You can create data tables in the Data section accessible from the sidebar. The table structure is provided as a schema. There are a few differences for these schemas compared to schemas used for other purposes:

  • The schema is always an object.
  • The id property is added by default. You cannot remove or change this property. Its value is automatically set when creating records.
  • Fields may be indexed.

Indexing fiels allows you to filter records when using the list operation. This comes at the expense of increased storage size. Indexing is available on numbers, strings with a maximum length of at most 255 characters, and booleans. You cannot index nested properties (inside arrays or objects).

Accessing data

You can access database tables from flows by using their CRUD blocks. Each table gets the following blocks, where the actual table name replaces "Table":

  • CreateTable: add a new row to this table.
  • ReadTable: retrieve a single record by its id.
  • UpdateTable: update a single row in this table.
  • DeleteTable: delete a single row in this table.
  • FindTable: find a single row based on filter conditions.
  • ListTable: list all records or records matching the given filter criteria. You can also specify an offset, limit, and column for sorting.

The same operations are also available in scripts at the global db object, see the Internal database page for more information.

Calculating storage size

The storage size is calculated per field by counting the length of its JSON representation. Empty fields have the value null and hence are 4 bytes.

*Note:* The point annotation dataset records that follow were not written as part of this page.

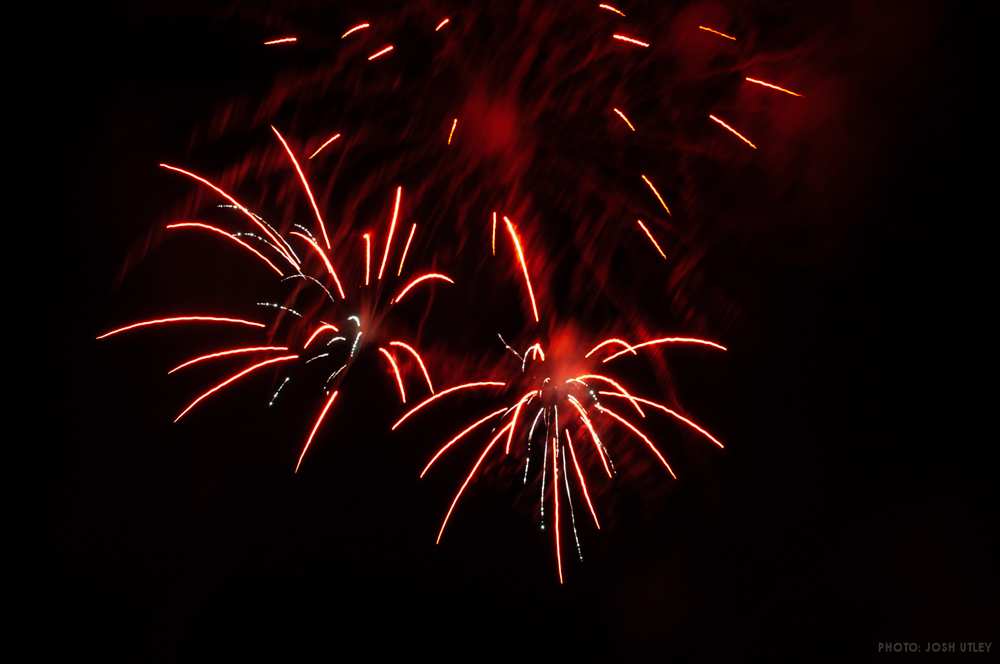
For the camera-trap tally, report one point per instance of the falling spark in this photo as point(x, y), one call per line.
point(232, 379)
point(421, 279)
point(622, 116)
point(180, 319)
point(734, 132)
point(325, 143)
point(630, 40)
point(651, 238)
point(219, 231)
point(650, 184)
point(773, 86)
point(226, 353)
point(360, 26)
point(716, 32)
point(524, 265)
point(392, 229)
point(312, 434)
point(380, 53)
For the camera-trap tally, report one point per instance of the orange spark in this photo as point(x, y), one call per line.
point(420, 279)
point(214, 229)
point(772, 86)
point(406, 248)
point(242, 208)
point(464, 432)
point(641, 435)
point(450, 390)
point(468, 479)
point(716, 32)
point(630, 40)
point(377, 54)
point(583, 482)
point(651, 238)
point(232, 379)
point(524, 265)
point(325, 143)
point(326, 261)
point(359, 26)
point(305, 184)
point(593, 433)
point(323, 327)
point(622, 116)
point(650, 184)
point(735, 133)
point(673, 414)
point(620, 342)
point(392, 229)
point(224, 353)
point(423, 368)
point(312, 434)
point(668, 340)
point(180, 319)
point(395, 369)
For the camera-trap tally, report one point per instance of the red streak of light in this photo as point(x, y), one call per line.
point(674, 414)
point(468, 479)
point(305, 185)
point(593, 433)
point(716, 32)
point(232, 379)
point(326, 261)
point(651, 239)
point(325, 143)
point(734, 132)
point(406, 249)
point(773, 86)
point(360, 26)
point(622, 116)
point(631, 40)
point(425, 277)
point(455, 388)
point(459, 437)
point(620, 342)
point(312, 434)
point(368, 256)
point(583, 482)
point(395, 369)
point(423, 368)
point(214, 229)
point(180, 319)
point(224, 353)
point(377, 54)
point(392, 229)
point(242, 208)
point(617, 386)
point(524, 265)
point(636, 431)
point(668, 340)
point(319, 330)
point(650, 184)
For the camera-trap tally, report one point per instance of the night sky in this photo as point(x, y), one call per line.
point(849, 507)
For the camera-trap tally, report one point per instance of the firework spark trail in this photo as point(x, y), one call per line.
point(232, 379)
point(219, 231)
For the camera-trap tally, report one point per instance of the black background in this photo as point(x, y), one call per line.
point(850, 508)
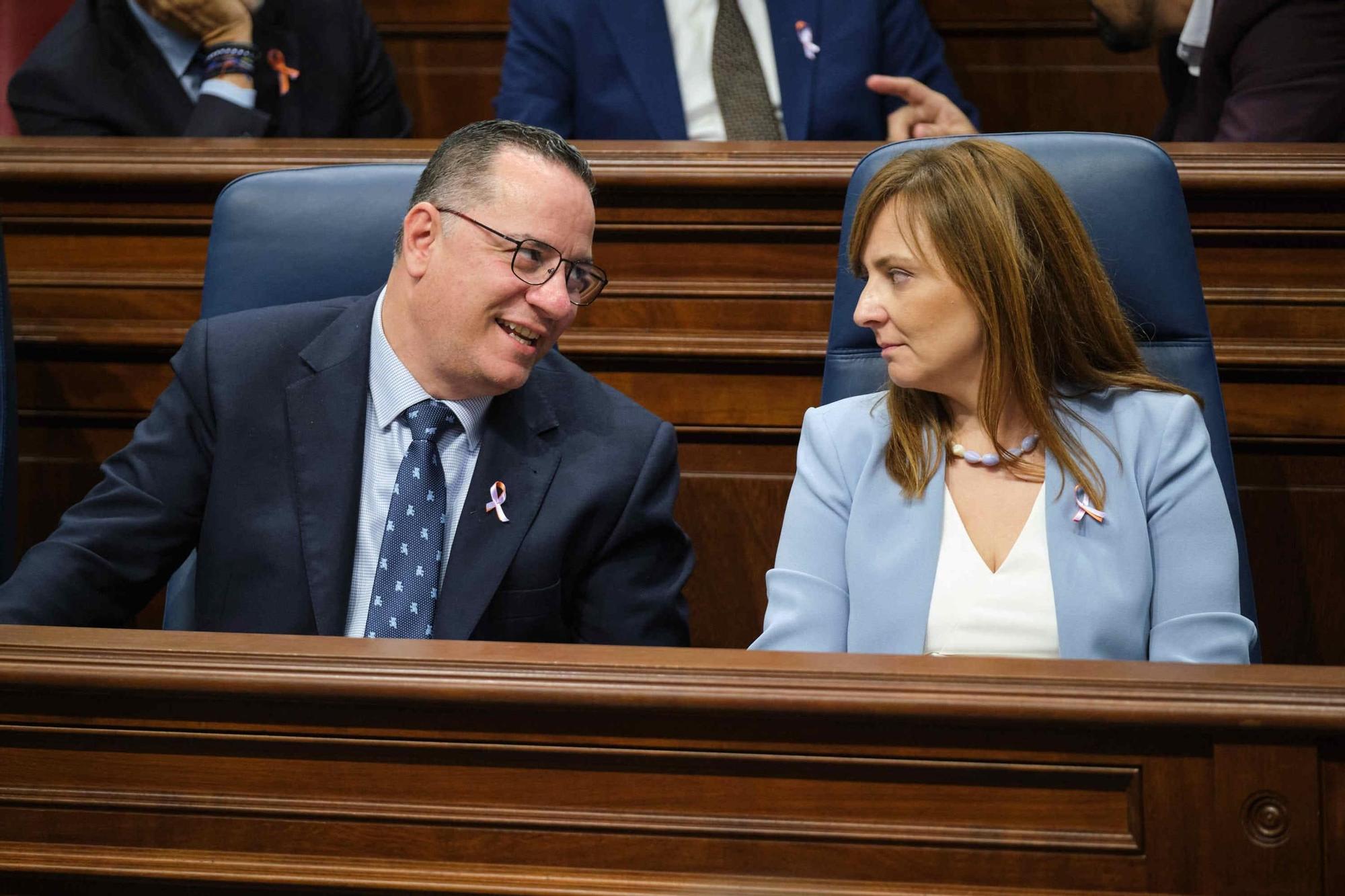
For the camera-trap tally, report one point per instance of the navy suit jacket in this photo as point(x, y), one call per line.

Indexed columns are counted twice.

For example, a user table with the fields "id", "name", and "age" (indexed) with the rows:

l2m-gTV_9RYGw2zS Alice 24
mt7aWHbolywYGCg_ Bob 25

Has ids with 16 characters, which is in JSON written as "l2m-gTV_9RYGw2zS" and hence have size 16. The age number has two digits but is indexed and hence counts as 4. The names have sizes 7 and 5, respectively, summing up to a total table size of 52 bytes.